BENGKALIS (RA) - Jaksa Agung Muda Tindak Pidana Umum (Jampidum) Kejaksaan Agung Republik Indonesia mengabulkan permohonan penghentian penuntutan melalui mekanisme restorative justice (RJ) terhadap perkara tindak pidana kekerasan terhadap anak dengan tersangka berinisial SH alias MS.
Hal ini diungkapkan oleh Kepala Kejaksaan Negeri (Kajari) Bengkalis, Sri Odit Megonondo, melalui Kepala Seksi Intelijen, Resky Pradhana Romli.
Ia menyampaikan bahwa keputusan penghentian penuntutan tersebut disetujui setelah dilakukan ekspose perkara melalui video conference bersama Jampidum yang diwakili oleh Plt. Direktur C, Nur Aisyah, pada Kamis (8/5/2025) di Ruang Vicon Lantai 2 Kantor Kejari Bengkalis.
"Perkara yang diajukan adalah tindak pidana kekerasan terhadap anak, dengan tersangka berinisial SH alias MS," ujar Resky Pradhana Romli saat dikonfirmasi, Jumat (10/5/2025).
Resky menjelaskan bahwa SH alias MS diduga melanggar Pasal 80 ayat (1) jo Pasal 76C Undang-Undang Republik Indonesia Nomor 35 Tahun 2014 tentang Perlindungan Anak, sebagaimana telah diubah dengan UU Nomor 17 Tahun 2016.
Permohonan restorative justice tersebut dikabulkan setelah mempertimbangkan sejumlah aspek. Di antaranya adalah bahwa tersangka baru pertama kali melakukan tindak pidana, telah meminta maaf secara langsung kepada korban, serta telah menjalani sanksi sosial berupa membersihkan rumah ibadah selama dua bulan.
"Korban maupun keluarga korban juga telah memaafkan tersangka secara terbuka, dan hal ini diperkuat dengan dukungan dari masyarakat sekitar," tambah Resky.
Tersangka juga telah membuat surat pernyataan yang berisi komitmen untuk tidak mengulangi perbuatannya di kemudian hari.
"Restorative justice bukan berarti memaafkan pelaku untuk kembali berbuat salah, tetapi mengedepankan sisi kemanusiaan dalam penegakan hukum yang adil dan menyeluruh," tegas Resky.
Langkah Kejari Bengkalis ini merujuk pada Peraturan Kejaksaan Republik Indonesia Nomor 15 Tahun 2020 tentang Penghentian Penuntutan Berdasarkan Keadilan Restoratif.
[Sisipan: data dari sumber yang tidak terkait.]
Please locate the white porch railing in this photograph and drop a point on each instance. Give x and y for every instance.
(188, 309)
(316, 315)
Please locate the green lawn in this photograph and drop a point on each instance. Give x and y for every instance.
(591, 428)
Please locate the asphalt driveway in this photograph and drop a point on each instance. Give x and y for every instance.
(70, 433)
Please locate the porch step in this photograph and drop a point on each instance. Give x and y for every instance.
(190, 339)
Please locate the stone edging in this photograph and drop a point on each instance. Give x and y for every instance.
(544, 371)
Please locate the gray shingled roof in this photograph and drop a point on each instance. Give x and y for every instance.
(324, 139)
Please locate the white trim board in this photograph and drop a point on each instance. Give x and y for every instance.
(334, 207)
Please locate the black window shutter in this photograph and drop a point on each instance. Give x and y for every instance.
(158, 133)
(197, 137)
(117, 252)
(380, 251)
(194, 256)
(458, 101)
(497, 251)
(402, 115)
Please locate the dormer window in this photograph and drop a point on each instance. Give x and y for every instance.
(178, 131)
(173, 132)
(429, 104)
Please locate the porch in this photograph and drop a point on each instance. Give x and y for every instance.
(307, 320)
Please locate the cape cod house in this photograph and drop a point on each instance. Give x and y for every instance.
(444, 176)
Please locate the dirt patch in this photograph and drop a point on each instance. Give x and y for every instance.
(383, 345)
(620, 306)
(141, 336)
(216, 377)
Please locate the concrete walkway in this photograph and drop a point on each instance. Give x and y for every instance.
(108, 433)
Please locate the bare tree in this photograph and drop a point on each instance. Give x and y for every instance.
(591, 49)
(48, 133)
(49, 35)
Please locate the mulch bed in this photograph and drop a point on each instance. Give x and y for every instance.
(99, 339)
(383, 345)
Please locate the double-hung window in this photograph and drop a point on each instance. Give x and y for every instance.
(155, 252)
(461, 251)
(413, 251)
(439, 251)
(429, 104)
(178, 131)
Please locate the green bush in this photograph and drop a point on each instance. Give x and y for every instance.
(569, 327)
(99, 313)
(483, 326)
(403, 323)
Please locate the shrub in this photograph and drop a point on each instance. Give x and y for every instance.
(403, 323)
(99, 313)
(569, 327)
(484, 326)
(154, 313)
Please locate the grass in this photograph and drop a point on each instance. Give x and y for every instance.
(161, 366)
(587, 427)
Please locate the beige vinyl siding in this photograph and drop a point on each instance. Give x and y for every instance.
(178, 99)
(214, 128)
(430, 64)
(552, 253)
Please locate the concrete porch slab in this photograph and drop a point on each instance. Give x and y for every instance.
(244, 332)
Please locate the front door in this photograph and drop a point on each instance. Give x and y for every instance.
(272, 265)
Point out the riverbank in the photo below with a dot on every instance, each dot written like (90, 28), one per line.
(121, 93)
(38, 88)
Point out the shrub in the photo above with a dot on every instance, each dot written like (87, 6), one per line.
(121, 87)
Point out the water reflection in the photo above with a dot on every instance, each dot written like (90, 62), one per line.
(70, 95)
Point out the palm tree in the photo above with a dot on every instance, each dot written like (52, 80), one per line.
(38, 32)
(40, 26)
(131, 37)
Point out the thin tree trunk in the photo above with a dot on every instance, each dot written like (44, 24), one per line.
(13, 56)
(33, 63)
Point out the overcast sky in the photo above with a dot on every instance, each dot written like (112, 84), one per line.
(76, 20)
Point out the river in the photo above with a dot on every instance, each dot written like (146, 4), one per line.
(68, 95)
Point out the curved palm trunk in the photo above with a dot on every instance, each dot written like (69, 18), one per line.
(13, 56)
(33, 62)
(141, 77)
Pendekatan ini menandai komitmen Kejaksaan dalam menghadirkan keadilan substantif yang berpihak kepada penyelesaian konflik sosial secara damai.
"Melalui pendekatan RJ ini, kami ingin menunjukkan bahwa hukum juga bisa menyembuhkan luka sosial, bukan hanya menghukum," tutup Resky Pradhana Romli.